The best place to start is the game library for both handhelds. Don’t worry, this isn’t going to be some kind of back-handed insult suggesting the Vita doesn’t have games and the 3DS does. The fact is, the two libraries work really well together. When it comes to new releases, the 3DS has a very strong first party lineup with games like Fire Emblem: Awakening, Animal Crossing: New Leaf and Super Mario 3D Land. The Vita’s first party support isn’t robust, but it does have games like Soul Sacrifice, Gravity Rush and Uncharted: Golden Abyss. Look at those titles to compare right now. You should see an obvious distinction. The 3DS is more lighthearted and catering to all-games. The Vita first party games above are more serious and epic.
That comparison can even carry over to the general game library. True, the 3DS does have games like the forthcoming Shin Megami Tensei IV, but the 3DS is largely offering a library filled with vibrant games that anyone can pick up and play. Conversely, the Vita is catering to people who want something more serious and intense, like Assassin’s Creed III: Liberation or Muramasa Rebirth. That isn’t to say that the 3DS is a kid’s console or the Vita only for adults, rather that the overall mentality and tone behind the libraries is pretty different and, since variety is the spice of a gamer’s life, owning both offers people the opportunity to meet any kind of gaming mood.

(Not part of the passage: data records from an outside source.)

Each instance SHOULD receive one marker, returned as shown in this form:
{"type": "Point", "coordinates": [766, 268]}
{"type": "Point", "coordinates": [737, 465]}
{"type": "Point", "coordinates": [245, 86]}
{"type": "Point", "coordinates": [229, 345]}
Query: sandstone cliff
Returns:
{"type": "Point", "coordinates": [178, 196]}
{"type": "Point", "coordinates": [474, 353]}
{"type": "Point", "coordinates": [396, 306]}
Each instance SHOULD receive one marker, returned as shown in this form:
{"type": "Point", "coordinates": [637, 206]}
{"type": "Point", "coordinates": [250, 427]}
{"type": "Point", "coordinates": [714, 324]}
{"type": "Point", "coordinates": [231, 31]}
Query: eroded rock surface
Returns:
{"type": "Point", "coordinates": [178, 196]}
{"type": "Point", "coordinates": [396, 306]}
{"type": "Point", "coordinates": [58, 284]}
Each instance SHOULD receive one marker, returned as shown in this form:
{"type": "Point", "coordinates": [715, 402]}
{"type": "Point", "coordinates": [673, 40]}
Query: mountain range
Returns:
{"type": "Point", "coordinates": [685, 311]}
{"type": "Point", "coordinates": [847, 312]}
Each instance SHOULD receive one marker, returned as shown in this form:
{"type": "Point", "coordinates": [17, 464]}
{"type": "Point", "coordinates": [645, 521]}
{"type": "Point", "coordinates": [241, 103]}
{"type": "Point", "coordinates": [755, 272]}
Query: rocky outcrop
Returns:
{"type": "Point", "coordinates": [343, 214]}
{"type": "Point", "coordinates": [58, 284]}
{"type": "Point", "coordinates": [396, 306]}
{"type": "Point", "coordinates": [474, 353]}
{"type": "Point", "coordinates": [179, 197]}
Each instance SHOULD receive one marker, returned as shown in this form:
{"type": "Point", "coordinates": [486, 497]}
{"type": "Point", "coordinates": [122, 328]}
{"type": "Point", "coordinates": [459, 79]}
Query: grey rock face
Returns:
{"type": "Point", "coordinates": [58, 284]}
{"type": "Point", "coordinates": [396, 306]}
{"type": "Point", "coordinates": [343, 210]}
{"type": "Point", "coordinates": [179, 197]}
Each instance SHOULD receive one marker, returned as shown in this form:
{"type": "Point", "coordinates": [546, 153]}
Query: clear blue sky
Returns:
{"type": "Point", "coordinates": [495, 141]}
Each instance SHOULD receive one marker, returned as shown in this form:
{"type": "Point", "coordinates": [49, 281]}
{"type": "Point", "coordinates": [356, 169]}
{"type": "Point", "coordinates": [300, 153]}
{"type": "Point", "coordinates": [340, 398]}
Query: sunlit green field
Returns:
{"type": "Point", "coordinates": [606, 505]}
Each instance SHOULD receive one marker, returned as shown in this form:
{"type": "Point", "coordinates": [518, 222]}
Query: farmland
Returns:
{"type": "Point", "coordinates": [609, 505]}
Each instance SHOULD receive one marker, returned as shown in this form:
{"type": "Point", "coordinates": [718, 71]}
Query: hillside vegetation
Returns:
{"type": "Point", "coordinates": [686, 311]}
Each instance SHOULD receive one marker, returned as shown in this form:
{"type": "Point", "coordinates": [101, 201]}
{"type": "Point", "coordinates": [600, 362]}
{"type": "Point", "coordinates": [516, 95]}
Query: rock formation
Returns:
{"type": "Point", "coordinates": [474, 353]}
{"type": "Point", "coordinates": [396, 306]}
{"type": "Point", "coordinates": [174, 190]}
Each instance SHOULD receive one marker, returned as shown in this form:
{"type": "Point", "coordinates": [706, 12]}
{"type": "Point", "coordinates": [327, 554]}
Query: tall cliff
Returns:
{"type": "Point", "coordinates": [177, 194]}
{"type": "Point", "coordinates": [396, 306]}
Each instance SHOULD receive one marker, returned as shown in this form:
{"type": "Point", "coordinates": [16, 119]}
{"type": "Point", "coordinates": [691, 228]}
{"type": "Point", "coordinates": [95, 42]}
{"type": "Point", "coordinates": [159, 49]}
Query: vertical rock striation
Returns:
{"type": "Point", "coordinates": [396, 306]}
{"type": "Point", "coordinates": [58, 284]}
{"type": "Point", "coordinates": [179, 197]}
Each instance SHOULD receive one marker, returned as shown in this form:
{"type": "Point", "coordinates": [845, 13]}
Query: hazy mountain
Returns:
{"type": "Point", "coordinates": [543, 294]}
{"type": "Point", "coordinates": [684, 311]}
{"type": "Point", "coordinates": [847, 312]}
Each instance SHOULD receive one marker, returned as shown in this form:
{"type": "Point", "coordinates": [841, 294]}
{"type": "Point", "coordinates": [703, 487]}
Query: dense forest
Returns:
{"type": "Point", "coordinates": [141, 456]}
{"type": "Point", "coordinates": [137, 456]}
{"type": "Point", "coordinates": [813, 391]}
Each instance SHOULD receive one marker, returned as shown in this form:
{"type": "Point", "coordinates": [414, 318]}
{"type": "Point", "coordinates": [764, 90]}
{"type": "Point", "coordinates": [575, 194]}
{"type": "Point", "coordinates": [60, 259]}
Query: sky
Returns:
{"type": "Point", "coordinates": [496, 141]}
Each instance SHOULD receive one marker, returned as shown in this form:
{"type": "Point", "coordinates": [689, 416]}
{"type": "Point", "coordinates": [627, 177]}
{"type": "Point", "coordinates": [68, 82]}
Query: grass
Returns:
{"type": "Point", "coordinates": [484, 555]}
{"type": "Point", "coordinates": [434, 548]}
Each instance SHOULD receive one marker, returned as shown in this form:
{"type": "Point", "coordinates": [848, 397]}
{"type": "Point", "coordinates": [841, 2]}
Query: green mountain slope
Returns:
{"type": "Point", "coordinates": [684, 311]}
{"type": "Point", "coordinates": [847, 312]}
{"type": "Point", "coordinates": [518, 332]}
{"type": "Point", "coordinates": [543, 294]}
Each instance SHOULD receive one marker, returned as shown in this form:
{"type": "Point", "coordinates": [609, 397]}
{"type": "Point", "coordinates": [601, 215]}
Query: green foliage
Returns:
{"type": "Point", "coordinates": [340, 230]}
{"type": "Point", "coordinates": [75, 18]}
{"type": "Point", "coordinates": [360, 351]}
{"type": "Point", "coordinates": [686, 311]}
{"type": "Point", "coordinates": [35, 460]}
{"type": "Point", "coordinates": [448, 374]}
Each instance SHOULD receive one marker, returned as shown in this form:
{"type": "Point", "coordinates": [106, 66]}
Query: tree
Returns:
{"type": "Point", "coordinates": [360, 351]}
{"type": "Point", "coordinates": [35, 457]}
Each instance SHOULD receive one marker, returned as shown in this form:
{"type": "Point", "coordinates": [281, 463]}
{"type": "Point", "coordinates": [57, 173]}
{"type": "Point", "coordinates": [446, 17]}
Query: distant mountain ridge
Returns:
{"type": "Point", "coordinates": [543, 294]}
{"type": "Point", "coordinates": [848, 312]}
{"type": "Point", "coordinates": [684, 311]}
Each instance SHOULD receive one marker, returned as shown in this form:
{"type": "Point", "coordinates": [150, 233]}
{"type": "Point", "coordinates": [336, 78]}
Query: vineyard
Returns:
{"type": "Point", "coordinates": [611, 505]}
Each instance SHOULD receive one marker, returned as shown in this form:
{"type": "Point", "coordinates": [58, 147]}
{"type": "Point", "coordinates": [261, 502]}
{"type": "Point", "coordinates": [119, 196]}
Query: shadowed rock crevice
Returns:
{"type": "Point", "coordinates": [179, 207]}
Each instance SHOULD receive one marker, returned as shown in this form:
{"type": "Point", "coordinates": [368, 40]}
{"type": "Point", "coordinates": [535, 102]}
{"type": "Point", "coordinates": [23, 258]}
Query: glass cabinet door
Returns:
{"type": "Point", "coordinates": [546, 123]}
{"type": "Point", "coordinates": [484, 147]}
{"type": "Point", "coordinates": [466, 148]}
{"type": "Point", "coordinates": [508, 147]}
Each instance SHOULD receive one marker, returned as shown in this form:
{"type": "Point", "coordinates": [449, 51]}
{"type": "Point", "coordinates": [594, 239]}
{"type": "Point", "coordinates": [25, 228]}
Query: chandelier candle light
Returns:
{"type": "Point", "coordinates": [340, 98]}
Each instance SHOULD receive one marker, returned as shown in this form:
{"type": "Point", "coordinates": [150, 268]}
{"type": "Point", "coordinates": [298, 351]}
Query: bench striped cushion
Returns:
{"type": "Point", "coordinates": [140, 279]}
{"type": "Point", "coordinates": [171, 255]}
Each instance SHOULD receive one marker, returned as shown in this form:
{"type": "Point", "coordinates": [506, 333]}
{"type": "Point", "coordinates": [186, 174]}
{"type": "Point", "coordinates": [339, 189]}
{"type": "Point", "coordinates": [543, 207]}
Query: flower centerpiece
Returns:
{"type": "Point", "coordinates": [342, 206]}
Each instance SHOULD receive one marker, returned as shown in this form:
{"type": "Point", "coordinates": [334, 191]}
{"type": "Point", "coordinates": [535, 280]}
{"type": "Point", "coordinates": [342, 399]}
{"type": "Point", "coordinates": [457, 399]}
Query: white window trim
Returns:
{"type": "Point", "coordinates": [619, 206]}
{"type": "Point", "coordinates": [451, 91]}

Even the retro libraries compliment each other. The Vita is a haven for PSOne Classics and PSP games. Someone could be driven to buy the handheld just for the backwards compatibility support. Meanwhile, the 3DS is quickly becoming the place to go to relive childhood memories of NES, Game Boy and Game Gear games. By owning both systems, players have the opportunity to have access to an incredibly influencial back-catalog of fantastic games.
Of course, it isn’t all about games. The 3DS and Vita also compliment each other when it comes to other capabilities. I almost never send messages to my Vita friends. There’s a messenger, but I never feel driven to use it. I never bother with Near either. Conversely, I’m exchanging Swapnotes and StreetPasses with all my 3DS-owning friends. I see the 3DS as more of a social console, for interacting with other people.
However, when it comes to actually getting non-game work down, I head straight to my Vita. My Vita holds all my music, to start. (This is partially influenced by Hatsune Miku: Project Diva f.) It also is my means of watching videos on the go. Most importantly, I don’t worry about not having a smartphone or always carrying my Android tablet because my Vita’s web browser is more than capable of letting my check my mail and search the web for any immediate internet issues.
There doesn’t need to be a console, sorry, handheld war when it comes to the 3DS and Vita. Each system has remarkable strengths and occasional weaknesses. It’s only when a gamer accepts and owns both that he or she realizes the opportunities available. The two systems both have such potential that, over the coming months and years, I could see someone easily getting by only owning these two handhelds, not needing a PS3, Xbox 360, Xbox One, PS4 or Wii U to satisfy their entertainment needs. If you have both a 3DS and Vita, you’re ready for anything.